Research musings

The focus of Course One : Week Two was based on the ISTE for Educators Learner standard indicator 1c – Staying current with research to improve the teaching and learning in your context.

In addition, some of the readings and resources centred on teaching research skills to our learners, which would align nicely with the Citizenship ISTE Educator standard, 3b, which centers on the critical examination of online sources, building digital literacy and media fluency.

In a connected world, research should fall on your lap…

I like RSS feeds (Feedly’s my preference), sure, but Twitter and knowing some Boolean Search basics are fundamentals in today’s age.

Twitter

Just recently, I was catching up with a friend who is currently doing some Master’s research. He mentioned he was struggling to find information for his literature review. Whilst listening, I threw out my advice (EBSCO, KQED, etc.) and also tweeted this to my connections on Twitter. Within 24 hours… the skies opened up for him! My tweet put him in touch with experts locally and abroad, as well as links to some great published papers.

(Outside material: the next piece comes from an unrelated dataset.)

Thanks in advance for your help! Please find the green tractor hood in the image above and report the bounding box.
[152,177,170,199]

Developing, curating and being an active participant in professional learning networks (PLNs) pay their dividends when it comes to times like these. They are, almost always, my first port of call for any major wonderings (after I’ve done some searching as well).

Google Ninja Skills

Whenever my kiddos and I do some info report writing and/or work on our research skills, I usually run a workshop around some of Google Ninja Skills (a top 10 curation).

TRAAP / CRAAP

In addition to some Google Ninja skills belt upgrades, it’s crucial to teach kids about TRAAP (aka as CRAAP, for lack of a better acronym) testing their resources. In a world of deep fakes, fake news and more, this is a super important litmus test to teach and apply to any resource.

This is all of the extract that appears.